David Liddiard OAM

Personal information
- Full name: David James Liddiard
- Born: 24 February 1961 (age 64) Penrith, New South Wales, Australia

Playing information
- Position: Fullback, Wing, Centre
Club
| Years | Team | Pld | T | G | FG | P |
| 1983–85 | Parramatta Eels | 58 | 15 | 0 | 0 | 68 |
| 1985–86 | Oldham R.L.F.C. | 15 | 12 | 0 | 0 | 48 |
| 1986–87 | Penrith Panthers | 32 | 11 | 0 | 0 | 44 |
| 1988–89 | Parramatta Eels | 8 | 1 | 0 | 0 | 4 |
| 1989–90 | Hull F.C. | 7 | 4 | 0 | 0 | 16 |
| 1990–92 | Manly Sea Eagles | 34 | 10 | 0 | 0 | 40 |
| 1992–93 | Hull Kingston Rovers | 29 | 11 | 0 | 0 | 44 |
|  | Total | 183 | 64 | 0 | 0 | 264 |
- Source:

= David Liddiard =

Australian rugby league footballer

David James Liddiard (born 24 February 1961) is an Australian former professional rugby league footballer who played in the 1980s and 1990s.

==Playing career==
Liddiard made his first grade debut for Parramatta in the 1983 season where he won the Dally M rookie of the year award and was also a member of Parramatta's 1983 premiership winning team defeating Manly-Warringah in the grand final.

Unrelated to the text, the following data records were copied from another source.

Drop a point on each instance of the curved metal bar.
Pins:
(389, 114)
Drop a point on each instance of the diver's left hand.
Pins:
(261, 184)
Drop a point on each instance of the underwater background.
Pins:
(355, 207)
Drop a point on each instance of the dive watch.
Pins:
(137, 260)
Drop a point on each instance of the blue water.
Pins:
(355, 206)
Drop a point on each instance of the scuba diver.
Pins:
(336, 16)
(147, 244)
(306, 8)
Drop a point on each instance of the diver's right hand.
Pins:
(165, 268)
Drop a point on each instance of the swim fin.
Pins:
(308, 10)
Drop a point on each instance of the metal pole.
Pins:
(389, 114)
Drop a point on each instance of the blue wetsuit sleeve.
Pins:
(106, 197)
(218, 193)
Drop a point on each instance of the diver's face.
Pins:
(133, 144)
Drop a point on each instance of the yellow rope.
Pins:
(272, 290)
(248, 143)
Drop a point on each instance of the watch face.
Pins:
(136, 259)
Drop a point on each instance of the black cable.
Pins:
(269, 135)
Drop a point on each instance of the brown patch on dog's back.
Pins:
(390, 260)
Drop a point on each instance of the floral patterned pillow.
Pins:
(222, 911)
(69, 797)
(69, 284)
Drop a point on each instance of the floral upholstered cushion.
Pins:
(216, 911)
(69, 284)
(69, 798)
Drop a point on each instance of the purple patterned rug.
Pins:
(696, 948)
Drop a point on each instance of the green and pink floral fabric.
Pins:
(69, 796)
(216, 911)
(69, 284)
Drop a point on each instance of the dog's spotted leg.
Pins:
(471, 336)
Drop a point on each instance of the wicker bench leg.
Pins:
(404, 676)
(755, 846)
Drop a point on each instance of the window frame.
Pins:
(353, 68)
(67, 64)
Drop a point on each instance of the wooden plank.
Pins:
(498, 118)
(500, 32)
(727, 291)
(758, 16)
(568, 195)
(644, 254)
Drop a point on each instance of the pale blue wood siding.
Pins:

The following season, Liddiard played in the 1984 grand final where Parramatta were defeated by Canterbury 6–4. In 1986, Liddiard joined Penrith and played there for two seasons before rejoining Parramatta.

Liddiard only managed eight appearances for Parramatta over two years and he left the club to join Manly. Liddiard spent three years at Manly before departing the at the end of 1992. Liddiard played in England for Oldham (1985–86), Hull FC (1989–90) and Hull Kingston Rovers (1992–93 and 1993–94).

==Post-playing==
In 2014 Liddiard was awarded with the Medal of the Order of Australia for his services to Indigenous youth, sporting and employment programs.